Well, this is exciting. One point in it going into the final day!


----------



## Billysboots (May 20, 2022)

Orikoru said:



			Well, this is exciting. One point in it going into the final day!

View attachment 42655

Click to expand...

I’m doing my very best Devon Loch impersonation 😳


----------



## Orikoru (May 21, 2022)

FINAL DAY
Sunday 22 May 2022
Arsenal 16:00 Everton 2-1
Brentford 16:00 Leeds 3-1
Brighton 16:00 West Ham 1-2
Burnley 16:00 Newcastle 2-2
Chelsea 16:00 Watford 2-0
Crystal Palace 16:00 Man Utd 2-1
Leicester 16:00 Southampton 2-0
Liverpool 16:00 Wolves 3-0
Man City 16:00 Aston Villa 4-1
Norwich 16:00 Spurs 0-1


----------



## Billysboots (May 21, 2022)

FINAL DAY

Sunday 22 May 2022

Arsenal 2-1 Everton
Brentford 2-0 Leeds
Brighton 0-1 West Ham
Burnley 1-0 Newcastle
Chelsea 3-0 Watford
Crystal Palace 1-2 Man Utd
Leicester 2-0 Southampton
Liverpool 3-0 Wolves
Man City 3-0 Aston Villa
Norwich 0-2 Spurs


----------



## HomerJSimpson (May 21, 2022)

FINAL DAY
Sunday 22 May 2022
Arsenal 16:00 Everton 2-1
Brentford 16:00 Leeds 2-1
Brighton 16:00 West Ham 1-0
Burnley 16:00 Newcastle 1-2
Chelsea 16:00 Watford 2-0
Crystal Palace 16:00 Man Utd 0-1
Leicester 16:00 Southampton 2-0
Liverpool 16:00 Wolves 3-0
Man City 16:00 Aston Villa 3-1
Norwich 16:00 Spurs 0-1


----------



## Orikoru (May 23, 2022)

*FINAL STANDINGS*




@Billysboots sorry mate - that's a tough one to take. 

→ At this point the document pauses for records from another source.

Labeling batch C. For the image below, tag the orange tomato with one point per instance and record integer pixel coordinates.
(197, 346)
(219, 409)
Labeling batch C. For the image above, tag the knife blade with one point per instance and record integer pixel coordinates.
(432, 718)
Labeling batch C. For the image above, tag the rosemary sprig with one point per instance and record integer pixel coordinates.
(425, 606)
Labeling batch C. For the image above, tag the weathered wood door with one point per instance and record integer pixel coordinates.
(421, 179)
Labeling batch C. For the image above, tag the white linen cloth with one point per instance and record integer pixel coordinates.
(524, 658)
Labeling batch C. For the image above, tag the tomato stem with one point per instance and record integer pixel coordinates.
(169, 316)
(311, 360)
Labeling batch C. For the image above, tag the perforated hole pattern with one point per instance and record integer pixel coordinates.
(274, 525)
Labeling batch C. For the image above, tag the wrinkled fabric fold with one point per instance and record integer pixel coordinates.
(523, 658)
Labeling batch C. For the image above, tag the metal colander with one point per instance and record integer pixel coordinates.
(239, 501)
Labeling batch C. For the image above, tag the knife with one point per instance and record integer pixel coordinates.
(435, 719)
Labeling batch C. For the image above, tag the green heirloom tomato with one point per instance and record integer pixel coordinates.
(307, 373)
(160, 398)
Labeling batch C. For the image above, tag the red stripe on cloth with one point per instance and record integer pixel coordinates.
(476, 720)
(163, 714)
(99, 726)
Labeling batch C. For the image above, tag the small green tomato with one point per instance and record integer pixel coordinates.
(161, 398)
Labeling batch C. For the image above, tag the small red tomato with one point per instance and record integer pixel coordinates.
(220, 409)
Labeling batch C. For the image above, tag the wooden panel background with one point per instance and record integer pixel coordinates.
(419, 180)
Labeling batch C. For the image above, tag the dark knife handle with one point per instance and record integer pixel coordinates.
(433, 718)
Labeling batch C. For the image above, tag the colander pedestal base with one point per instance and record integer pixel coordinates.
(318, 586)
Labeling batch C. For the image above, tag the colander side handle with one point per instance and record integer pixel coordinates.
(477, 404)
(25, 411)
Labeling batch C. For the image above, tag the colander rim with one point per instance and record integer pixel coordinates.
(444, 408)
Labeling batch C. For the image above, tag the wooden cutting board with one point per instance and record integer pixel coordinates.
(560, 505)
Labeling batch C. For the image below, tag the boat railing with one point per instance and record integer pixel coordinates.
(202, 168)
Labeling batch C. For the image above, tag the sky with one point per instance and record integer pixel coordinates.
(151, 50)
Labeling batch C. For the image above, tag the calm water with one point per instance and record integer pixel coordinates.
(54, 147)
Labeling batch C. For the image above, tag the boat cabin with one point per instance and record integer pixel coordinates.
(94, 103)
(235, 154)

Honourable mention to @HomerJSimpson who achieved the best points-per-game ratio, unfortunately missing several weeks at the start of the season.

Thanks everyone for taking part.


----------



## fundy (May 23, 2022)

Think we need a play off between the top two, lets say the CL final 

WD Ori and Billy


----------



## Billysboots (May 23, 2022)

Orikoru said:



*FINAL STANDINGS*

View attachment 42691


@Billysboots sorry mate - that's a tough one to take. 

Honourable mention to @HomerJSimpson who achieved the best points-per-game ratio, unfortunately missing several weeks at the start of the season.

Thanks everyone for taking part. 

Click to expand...

Looks like a tie to me 😉

Thanks for organising mate.


----------



## fundy (May 23, 2022)

Billysboots said:



			Looks like a tie to me 😉

Thanks for organising mate.
		
Click to expand...

that or hes claimed it on last weekend countback


----------



## Orikoru (May 23, 2022)

fundy said:



			that or hes claimed it on last weekend countback 

Click to expand...

It's all in here! I assumed people had read it at some stage.


----------



## fundy (May 23, 2022)

Orikoru said:



It's all in here! I assumed people had read it at some stage. 

Click to expand...


ROFL - i was only joking but you actually have


----------



## Orikoru (May 23, 2022)

fundy said:



			ROFL - i was only joking but you actually have 

Click to expand...

That's been the rule since I started this four seasons back! I couldn't think of any other way to separate positions!


----------



## Billysboots (May 23, 2022)

I’m kidding! I’ve been going backwards for weeks. The climax was reminiscent of Keegan’s Newcastle being reeled in by Fergie.


----------



## Tashyboy (May 23, 2022)

Cannot believe there’s not an honourable mention for the last winner of the season 😉

Well won and done Ori me man.


----------